High energy implementation of coil‐target scheme for guided re‐acceleration of laser‐driven protons

Year: 2021

Authors: Ahmed H., Hadjisolomou P., Naughton K., Alejo A., Brauckmann S., Cantono G., Ferguson S., Cerchez M., Doria D., Green J., Gwynne D., Hodge T., Kumar D., Macchi A., Prasad R., Willi O., Borghesi M., Kar S.

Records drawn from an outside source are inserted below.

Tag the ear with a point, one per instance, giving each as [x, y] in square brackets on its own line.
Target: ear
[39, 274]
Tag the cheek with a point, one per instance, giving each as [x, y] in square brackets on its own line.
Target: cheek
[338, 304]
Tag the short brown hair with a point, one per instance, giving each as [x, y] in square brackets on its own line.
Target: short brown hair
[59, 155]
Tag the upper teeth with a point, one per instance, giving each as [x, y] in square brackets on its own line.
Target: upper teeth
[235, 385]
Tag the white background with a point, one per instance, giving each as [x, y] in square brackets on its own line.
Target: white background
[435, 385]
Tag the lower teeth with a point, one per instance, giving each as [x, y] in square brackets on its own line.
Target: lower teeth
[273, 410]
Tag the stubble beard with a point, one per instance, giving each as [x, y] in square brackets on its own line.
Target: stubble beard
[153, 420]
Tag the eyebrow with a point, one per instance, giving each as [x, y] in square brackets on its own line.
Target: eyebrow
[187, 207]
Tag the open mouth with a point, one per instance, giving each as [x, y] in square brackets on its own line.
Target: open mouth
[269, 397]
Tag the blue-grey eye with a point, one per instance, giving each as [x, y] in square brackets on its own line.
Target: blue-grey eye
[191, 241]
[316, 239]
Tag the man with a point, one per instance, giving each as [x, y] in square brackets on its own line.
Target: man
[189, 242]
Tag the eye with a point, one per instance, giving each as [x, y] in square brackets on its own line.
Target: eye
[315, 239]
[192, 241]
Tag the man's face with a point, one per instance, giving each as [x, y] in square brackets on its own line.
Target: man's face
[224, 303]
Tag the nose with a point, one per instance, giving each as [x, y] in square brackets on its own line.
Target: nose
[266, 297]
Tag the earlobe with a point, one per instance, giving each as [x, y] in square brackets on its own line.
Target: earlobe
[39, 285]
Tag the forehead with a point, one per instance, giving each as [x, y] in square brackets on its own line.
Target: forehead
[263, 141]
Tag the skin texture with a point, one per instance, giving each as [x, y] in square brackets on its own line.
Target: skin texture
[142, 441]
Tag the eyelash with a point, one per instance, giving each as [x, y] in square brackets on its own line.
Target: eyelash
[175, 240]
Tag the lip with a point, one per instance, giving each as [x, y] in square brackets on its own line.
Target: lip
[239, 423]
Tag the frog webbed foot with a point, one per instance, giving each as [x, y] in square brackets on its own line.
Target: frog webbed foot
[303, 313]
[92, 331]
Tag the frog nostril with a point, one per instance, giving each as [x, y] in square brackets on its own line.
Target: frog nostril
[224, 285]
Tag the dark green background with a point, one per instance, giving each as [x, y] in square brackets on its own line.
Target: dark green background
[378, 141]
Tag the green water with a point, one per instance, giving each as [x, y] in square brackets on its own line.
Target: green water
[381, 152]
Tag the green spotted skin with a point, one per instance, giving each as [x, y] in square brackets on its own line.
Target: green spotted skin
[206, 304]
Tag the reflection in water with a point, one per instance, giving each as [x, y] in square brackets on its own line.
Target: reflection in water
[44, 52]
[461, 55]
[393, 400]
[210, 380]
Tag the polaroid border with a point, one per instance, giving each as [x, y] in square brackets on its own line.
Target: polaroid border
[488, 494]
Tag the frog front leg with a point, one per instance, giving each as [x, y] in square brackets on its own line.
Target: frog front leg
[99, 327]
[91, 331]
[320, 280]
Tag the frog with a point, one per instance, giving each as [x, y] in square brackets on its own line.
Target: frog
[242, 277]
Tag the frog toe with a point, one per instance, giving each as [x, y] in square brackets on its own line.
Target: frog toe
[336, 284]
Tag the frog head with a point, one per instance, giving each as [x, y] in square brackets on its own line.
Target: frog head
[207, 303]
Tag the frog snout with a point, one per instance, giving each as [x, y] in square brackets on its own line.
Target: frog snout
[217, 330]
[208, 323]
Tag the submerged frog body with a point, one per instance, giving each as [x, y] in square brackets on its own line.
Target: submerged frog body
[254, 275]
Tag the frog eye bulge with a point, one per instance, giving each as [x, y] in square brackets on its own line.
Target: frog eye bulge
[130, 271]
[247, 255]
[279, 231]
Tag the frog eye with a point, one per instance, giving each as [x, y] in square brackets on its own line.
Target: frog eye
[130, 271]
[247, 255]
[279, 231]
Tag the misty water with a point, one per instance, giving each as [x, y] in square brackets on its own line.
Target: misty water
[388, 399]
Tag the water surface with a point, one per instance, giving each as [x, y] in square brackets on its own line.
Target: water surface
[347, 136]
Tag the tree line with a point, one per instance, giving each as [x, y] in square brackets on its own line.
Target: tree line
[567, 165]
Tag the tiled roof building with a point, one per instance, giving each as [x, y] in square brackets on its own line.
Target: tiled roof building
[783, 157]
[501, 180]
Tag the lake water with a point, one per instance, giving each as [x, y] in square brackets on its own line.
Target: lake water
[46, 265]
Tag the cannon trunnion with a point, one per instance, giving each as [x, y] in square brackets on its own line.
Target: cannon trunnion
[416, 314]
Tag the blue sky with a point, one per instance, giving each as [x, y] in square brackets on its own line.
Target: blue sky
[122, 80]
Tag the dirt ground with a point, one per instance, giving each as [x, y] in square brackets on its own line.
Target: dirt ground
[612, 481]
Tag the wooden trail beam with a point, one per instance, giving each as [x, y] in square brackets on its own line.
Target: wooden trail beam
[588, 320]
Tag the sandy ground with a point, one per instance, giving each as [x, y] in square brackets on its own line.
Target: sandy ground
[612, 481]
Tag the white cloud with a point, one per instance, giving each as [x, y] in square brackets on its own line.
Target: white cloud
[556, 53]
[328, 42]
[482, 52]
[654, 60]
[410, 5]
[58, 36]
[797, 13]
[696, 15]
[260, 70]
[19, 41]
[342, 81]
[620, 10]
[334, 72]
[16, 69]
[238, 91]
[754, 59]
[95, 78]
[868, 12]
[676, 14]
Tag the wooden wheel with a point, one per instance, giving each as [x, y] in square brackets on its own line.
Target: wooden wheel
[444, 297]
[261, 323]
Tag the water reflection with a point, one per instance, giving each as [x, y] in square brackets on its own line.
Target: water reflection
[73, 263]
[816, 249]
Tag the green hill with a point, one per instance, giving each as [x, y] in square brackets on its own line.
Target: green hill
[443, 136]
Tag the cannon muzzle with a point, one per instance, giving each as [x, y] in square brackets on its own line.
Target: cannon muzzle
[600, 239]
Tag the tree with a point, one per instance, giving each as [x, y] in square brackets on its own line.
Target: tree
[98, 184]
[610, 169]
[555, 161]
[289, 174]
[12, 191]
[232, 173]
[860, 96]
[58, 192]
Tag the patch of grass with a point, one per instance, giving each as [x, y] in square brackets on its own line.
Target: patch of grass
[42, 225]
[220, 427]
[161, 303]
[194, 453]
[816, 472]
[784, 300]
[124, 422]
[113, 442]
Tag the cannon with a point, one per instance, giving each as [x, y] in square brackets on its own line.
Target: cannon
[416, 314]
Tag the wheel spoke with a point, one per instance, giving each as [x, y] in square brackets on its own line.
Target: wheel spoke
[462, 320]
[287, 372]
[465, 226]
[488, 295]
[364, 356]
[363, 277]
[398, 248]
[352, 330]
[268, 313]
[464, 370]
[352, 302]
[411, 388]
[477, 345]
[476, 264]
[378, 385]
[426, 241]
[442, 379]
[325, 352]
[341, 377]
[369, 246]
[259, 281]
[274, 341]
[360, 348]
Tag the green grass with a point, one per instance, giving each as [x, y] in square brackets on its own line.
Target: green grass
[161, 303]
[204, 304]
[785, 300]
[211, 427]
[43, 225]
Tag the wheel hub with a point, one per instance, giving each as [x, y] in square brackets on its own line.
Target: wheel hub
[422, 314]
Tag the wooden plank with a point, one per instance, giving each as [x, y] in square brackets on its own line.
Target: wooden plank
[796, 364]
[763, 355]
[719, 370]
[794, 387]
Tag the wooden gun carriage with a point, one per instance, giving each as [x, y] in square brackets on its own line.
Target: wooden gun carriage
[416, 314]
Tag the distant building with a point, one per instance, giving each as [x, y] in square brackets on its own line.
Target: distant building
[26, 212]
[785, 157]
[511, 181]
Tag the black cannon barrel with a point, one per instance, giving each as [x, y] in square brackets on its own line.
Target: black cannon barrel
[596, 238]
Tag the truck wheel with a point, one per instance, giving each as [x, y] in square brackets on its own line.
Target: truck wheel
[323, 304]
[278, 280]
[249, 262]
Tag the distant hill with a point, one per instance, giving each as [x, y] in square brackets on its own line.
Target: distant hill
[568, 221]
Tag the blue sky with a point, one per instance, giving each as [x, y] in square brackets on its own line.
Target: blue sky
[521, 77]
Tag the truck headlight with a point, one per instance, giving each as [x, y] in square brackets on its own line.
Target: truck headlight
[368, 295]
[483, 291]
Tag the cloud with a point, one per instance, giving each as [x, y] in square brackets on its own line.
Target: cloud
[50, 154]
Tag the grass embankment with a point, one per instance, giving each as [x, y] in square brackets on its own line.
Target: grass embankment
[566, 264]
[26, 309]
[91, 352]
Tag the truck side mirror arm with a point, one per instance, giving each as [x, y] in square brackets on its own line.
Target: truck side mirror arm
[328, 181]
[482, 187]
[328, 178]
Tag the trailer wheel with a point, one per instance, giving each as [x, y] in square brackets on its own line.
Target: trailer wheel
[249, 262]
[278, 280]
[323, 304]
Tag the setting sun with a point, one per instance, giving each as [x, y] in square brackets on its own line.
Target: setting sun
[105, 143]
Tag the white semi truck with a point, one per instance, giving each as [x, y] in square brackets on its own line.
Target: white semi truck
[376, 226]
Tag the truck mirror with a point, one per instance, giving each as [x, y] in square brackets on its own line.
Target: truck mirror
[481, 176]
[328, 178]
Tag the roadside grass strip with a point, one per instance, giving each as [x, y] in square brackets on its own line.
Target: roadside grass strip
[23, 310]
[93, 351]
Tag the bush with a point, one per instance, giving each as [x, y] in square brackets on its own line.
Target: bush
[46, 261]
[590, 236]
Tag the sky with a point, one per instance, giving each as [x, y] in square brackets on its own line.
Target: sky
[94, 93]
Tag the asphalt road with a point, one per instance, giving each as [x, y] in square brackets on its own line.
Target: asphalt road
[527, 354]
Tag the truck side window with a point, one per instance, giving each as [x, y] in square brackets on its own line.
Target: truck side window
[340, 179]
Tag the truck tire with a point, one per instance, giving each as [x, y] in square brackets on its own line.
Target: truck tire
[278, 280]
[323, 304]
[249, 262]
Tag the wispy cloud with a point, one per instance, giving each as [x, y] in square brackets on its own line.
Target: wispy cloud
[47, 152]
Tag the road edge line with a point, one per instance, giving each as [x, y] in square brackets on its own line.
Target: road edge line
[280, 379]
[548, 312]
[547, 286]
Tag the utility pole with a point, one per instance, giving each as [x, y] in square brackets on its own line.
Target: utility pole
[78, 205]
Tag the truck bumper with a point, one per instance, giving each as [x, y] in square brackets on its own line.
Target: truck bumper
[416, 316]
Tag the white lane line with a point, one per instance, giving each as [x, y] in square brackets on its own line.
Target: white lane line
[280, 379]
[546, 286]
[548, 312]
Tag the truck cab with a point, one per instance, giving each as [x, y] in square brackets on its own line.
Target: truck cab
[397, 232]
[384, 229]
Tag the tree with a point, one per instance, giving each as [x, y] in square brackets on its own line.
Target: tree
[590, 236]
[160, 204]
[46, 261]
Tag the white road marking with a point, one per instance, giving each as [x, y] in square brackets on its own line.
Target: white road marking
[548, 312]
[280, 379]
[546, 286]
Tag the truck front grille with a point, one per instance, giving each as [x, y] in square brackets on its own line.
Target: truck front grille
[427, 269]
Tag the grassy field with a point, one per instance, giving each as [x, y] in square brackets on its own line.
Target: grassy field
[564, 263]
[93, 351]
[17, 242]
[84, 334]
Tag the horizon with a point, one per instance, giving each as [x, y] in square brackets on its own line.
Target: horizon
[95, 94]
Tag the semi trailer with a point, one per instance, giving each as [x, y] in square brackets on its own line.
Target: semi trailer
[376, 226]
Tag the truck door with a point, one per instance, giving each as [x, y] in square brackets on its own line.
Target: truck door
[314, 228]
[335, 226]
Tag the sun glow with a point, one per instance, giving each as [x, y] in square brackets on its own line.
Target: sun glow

Autors Affiliation: 1) School of Mathematics and Physics, Queen’s University Belfast, Belfast BT71NN, UK.
2) Central Laser Facility, STFC Rutherford Appleton Laboratory, Didcot OX11 0QX, UK.
3) Institute of Physics of the ASCR, ELI-Beamlines
Project, Na Slovance 2, 18221 Prague, Czech Republic.
4) Institute for Laser and Plasma Physics, University of Düsseldorf, Düsseldorf, Germany.
5) Dipartimento di Fisica Enrico Fermi, Università di Pisa, Pisa, Italy.
6) Extreme Light Infrastructure (ELI-NP) and Horia Hulubei National Institute for R & D in Physics and Nuclear Engineering (IFIN-HH), Reactorului No. 30, 077125 Magurele, Bucharest, Romania.
7) National Research Council, National
Institute of Optics (CNR/INO), Research Unit “Adriano Gozzini”, Pisa, Italy.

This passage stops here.